Smorart
Portrait of Willem de Kooning

Willem de Kooning

Dutch-American · 1904 – 1997

The Dutch-born master of Abstract Expressionism whose ferocious paintings of women and abstract landscapes redefined gestural painting.

Notable Works

Woman I

Woman I

Excavation

Interchange

Interchange

Woman III

Woman III

Untitled XIX

Untitled XIX

Willem de Kooning was born in 1904 in Rotterdam, trained at the Rotterdam Academy of Fine Arts and Techniques, and stowed away to the United States in 1926, eventually settling in New York, where he became one of the central figures of Abstract Expressionism. While Pollock poured and Rothko floated, de Kooning attacked the canvas with a slashing, aggressive brushwork that was at once violent and exquisitely controlled, moving restlessly between abstraction and figuration throughout his career.

His Woman series (1950–1953), particularly Woman I, provoked controversy within the Abstract Expressionist circle: at a time when abstraction was held to be painting’s inevitable destiny, de Kooning defiantly reintroduced the figure — but a figure dismembered and reassembled with savage energy, grinning with a combination of eroticism and menace. Excavation (1950), by contrast, is a densely layered, all-over abstraction of interlocking biomorphic forms that ranks among the greatest achievements of the New York School.

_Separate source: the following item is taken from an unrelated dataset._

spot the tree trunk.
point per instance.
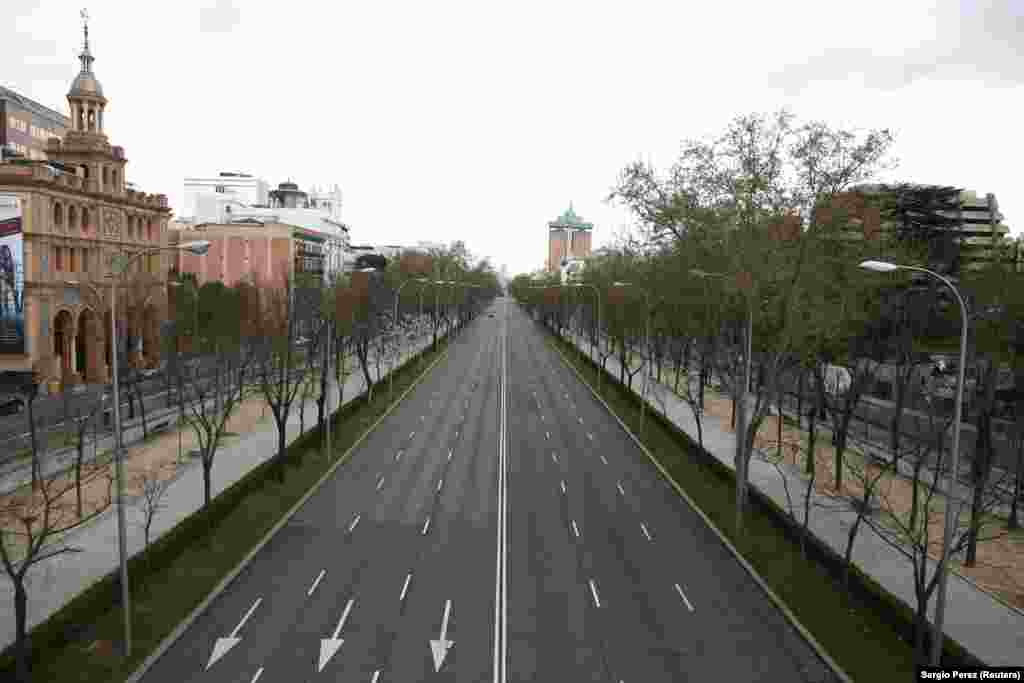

De Kooning’s later work — increasingly luminous and fluid paintings of abstracted landscapes inspired by Long Island — showed that his virtuosity was undiminished even as he aged. He continued painting into the late 1980s, by which time Alzheimer’s disease was claiming his memory, and the serene, pared-down works of this final period have been both celebrated for their beauty and debated regarding their authorship. He died in 1997 at ninety-two, the last survivor of the great generation of Abstract Expressionists.